In June of 2010, Great Hill Partners, a private equity group involved with everything from pharmacy benefits administration to online media and Vivek Shah the former group president for digital at Time Inc., would purchase Ziff Davis. At the time, Ziff Davis pulled in 7 million users a month, with the most reliable entry being PCmag.com. Later Great Hill Parters would sell their portion of Ziff Davis to j2Global, a company which now has an estimated market cap of $2.4 Billion, that provides cloud-based, business-critical communications and storage messaging services. In 2013, Ziff Davis would acquire IGN, but financial details surrounding the purchase were not made public. This was eight years after IGN Entertainment stated that they had a whopping 24 million unique visitors monthly from their sites IGN.com, 1UP.com, GameSpy.com, AskMen.com, and UGO.com. The same year they acquired NetShelter, an advertisement network specializing in consumer electronics, computers, and mobile technologies. This effectively put one of the largest gaming and technology sites under the same roof with a major advertising company
specialized in selling products to their audience. It was this year that their new reach was 29 million unique visitors in the United States alone. Even though Ziff Davis had essentially assembled a Juggernaut of collective sites, widespread layoffs in 2013 would see 1UP.com, UGO.com, and GameSpy.com close in order to strengthen IGN and AskMen. IGN alone stands as ranked 380 internationally.
As it stands right now, Ziff Davis controls the number one game site in the world, reaching 20.5-22 million unique monthly visitors on average, depending on the source, while it has a complete and very competent advertising team under its umbrella. They pull in 3 million more unique users on average than their closest competitor GameFAQs, and almost as much as their third and fourth place counterparts, GameSpot and Kotaku, which add up to 25 million uniques estimated. Kotaku is estimated to have 9-10 million unique users and if you only take a quarter of that user base and apply it to IGN, that will put their grasp over the gaming industries’ online media, more than five million uniques over their nearest competitor, a competitor that is specifically user driven in nature, and does not hold official product reviews while controlling its own advertising medium. Even scarier, this is only looking at Ziff Davis in regards to the acquisition of Kotaku. However, they will be purchasing all of Gawker’s sites, which boast somewhat large, if not equal numbers of traffic in their respective fields.

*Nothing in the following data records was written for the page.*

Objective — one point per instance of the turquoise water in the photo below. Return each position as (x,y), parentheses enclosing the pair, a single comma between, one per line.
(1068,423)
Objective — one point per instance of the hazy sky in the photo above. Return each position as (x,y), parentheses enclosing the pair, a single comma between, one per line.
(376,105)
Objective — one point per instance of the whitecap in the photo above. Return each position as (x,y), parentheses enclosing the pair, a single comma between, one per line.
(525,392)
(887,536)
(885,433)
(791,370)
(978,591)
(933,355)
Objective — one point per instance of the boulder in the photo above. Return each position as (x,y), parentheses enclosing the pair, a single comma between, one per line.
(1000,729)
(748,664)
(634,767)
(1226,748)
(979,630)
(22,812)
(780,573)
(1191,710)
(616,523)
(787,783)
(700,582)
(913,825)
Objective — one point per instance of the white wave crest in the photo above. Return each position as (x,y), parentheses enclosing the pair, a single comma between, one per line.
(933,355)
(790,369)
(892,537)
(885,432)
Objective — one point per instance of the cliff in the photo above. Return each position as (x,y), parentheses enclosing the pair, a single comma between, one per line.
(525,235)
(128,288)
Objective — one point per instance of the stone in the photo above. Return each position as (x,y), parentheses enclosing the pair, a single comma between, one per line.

Many of us who have been around the industry long enough will remember when IGN was owned by Fox Entertainment, and the turmoil such a large sale has. But it also, at times of consolidation, can make the parent company an unstoppable force beyond reproach. That thought legitimately terrifies me, and should terrify you. We are bearing witness to the new news media emperors, ones which ultimately can not be trusted as many of us have known, and many of you have learned. There is always a potential for a silver lining, but if the past is any indication of future events, we will see a buyout, consolidation, redirection of traffic, and finally an absorption which will have the effect of pulling in unsavory individuals into a company that is damn near impenetrable, and just got that much more powerful.